While Dr. King is best known for his work to combat racism, his efforts expanded to combating poverty and militarism, recognizing the complex relationships between the different issues in America and the world. Can you explain how Dr. King approached these issues individually and together and how you think it applies to the world today?
HM: Dr. King saw a “new turn toward economic justice” as a key strategy for responding to the challenges of racism, poverty, and war simultaneously. Specifically, he called for a “Bill of Rights for the Disadvantaged,” including a guaranteed national income and improved access to education, employment, housing and health care. (Bernie Sanders referred to many of these ideas on MLK day this year.) King had also begun to talk about the need for reparations for the people of African descent in this country, a project recently endorsed by the United Nations.
The only piece he missed was climate change, and that by only be a year or two. (The first Earth Day was in 1970.) The Green New Deal stands out as a key strategy, one that also responds to some of the challenges with which Dr. King was more familiar.
In your article, you say that while Dr. King was often depicted as a solitary figure, in reality, he was working to develop a long-term social justice network. What was Dr. King’s true vision, and how far do you think we have come towards reaching it?
HM: Dr. King wanted the movement for social justice in this country to move beyond a “small striking force” to become an “informed and determined constituency demanding social reform,” organized “solidly and simultaneously in thousands of places.”
I think we’re beginning to see this. Young progressive Democrats are being elected to local and national office through grass-roots campaigns. There are mass movements around gun control, climate change, and police violence. But these gains will have to be consolidated and protected with a strong community base.
Dr. King asked, “where do we go from here?” Can you share your thoughts on the answer today and the role of creating civic infrastructure and ultimately citizen’s assemblies?
HM: Dr. King foresaw “revolutionary times” that would provide an opening for “new systems of justice and equality.” I think that’s what the national debate is about right now. Everything comes down to all of us, every one of us, working past our divisions and treating one another fairly, justly, and with compassion.

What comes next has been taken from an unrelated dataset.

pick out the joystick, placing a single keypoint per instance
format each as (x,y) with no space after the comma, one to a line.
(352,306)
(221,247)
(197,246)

To get there, we need that strong community base I mentioned earlier. That requires rebuilding community in our country, and on a manageable scale. I believe we do that by creating civic infrastructure: developing small groups in neighborhoods and at workplaces that engage in democratic deliberation, independent of party politics. From there, we create citizen’s assemblies by linking those small groups together into a lattice-work of significant scale, able to hold politicians and big business accountable.
We could further strengthen our civic infrastructure with “Social Justice Academies” in neighborhood schools and at workplaces. These could provide opportunities for training in the skills of social justice, echoing Dr. King’s admonition that the broad base of the population deserved the opportunity to learn how to do democracy through “discussion, practice, and reading.” They could also be places for job training and launching pads for collaborative activity such as shared child care, community mediation, and food and energy coops. (Some of my article documents the work Howard students are doing in this area, in true “rebellious“ fashion.)
This is how we become “more than an electorate,” as Dr King put it. This is how we become a “conscious, alert, and informed people who know their direction and whose collective wisdom and vitality commands respect.”